Your recent two-part series on the donor community’s concerns over financial issues at the Olympic Medical Center Foundation (Sequim Gazette, Jan. 8, Jan. 15) was an important revelation for everyone who works in the non-profit sector. It exposes both the best and perhaps the worst of those who give and those who manage our local generosity.
Sara Maloney deserves an abundance of gratitude from all of us – not only for her forthright expression of concerns relating to the financial integrity of OMC Foundation management, but also for her heads-up to those who work in and around the non-profit sector. We have an exceptional responsibility to our donors and a commitment to those we claim to serve. Sara’s work across this county represents the very best in fundraising skill, creative talent and just plain hard work. The patients of OMC and the children of our community owe her a huge debt.
Exposure of problems is a positive. Perhaps the Foundation will find a way to renew its credibility in the donor community.
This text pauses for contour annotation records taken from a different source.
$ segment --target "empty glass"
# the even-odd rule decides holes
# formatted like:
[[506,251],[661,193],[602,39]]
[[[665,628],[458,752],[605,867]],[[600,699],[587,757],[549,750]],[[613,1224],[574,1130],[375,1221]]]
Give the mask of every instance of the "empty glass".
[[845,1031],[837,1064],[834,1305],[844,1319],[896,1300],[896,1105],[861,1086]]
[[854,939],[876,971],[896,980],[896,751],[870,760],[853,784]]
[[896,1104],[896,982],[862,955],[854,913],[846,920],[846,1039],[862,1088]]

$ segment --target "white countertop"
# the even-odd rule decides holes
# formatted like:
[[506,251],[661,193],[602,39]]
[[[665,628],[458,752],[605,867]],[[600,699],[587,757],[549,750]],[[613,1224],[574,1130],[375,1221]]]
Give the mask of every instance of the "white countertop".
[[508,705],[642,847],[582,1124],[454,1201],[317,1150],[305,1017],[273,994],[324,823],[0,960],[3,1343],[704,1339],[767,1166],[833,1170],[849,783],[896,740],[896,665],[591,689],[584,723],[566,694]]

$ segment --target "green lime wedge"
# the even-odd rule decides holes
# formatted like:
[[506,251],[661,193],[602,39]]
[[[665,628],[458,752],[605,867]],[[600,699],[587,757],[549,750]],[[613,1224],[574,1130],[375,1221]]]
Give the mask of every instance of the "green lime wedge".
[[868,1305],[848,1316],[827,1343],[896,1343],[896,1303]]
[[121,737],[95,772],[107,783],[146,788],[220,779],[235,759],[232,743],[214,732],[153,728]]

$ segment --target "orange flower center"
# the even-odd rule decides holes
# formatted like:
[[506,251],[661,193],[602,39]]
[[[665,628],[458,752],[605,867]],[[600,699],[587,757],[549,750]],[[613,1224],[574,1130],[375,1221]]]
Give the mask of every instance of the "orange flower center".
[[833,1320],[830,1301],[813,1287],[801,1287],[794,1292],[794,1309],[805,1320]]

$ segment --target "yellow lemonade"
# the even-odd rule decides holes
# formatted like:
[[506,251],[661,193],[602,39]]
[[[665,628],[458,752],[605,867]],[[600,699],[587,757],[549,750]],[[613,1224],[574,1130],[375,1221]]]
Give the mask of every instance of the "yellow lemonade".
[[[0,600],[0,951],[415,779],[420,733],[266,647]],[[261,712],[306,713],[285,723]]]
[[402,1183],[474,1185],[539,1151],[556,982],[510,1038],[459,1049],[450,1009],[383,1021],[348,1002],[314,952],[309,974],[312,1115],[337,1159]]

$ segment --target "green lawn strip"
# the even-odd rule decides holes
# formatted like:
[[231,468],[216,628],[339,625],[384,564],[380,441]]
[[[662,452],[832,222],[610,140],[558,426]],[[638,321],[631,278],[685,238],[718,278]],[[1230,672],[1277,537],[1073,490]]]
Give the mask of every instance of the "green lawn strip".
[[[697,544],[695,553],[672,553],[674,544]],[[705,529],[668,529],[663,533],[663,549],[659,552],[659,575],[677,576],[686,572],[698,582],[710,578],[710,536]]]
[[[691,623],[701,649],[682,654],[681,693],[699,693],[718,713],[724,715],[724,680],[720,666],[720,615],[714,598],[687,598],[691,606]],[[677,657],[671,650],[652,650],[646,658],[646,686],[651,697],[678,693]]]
However, I am concerned that the Foundation leadership will be reluctant to show the institutional transparency that the public deserves and its donors demand. Our community has seen much too much of bad management and questionable articulation of institutional goals and objectives. I am reminded of Harbor Works and the Incubator Project, where millions of dollars in public money were spent to no meaningful public benefit. Here we have a case of charitable funds being spent with no apparent accountability to the donors or the hospital.
Someone needs to take the lead here. We need to understand what is happening to donated money. We need to respect Sara Maloney’s considerable sacrifice and move on to higher standards and ethics. The local nonprofit community deserves that. The public must have confidence in those who allocate and spend our money. Without that, there is chaos.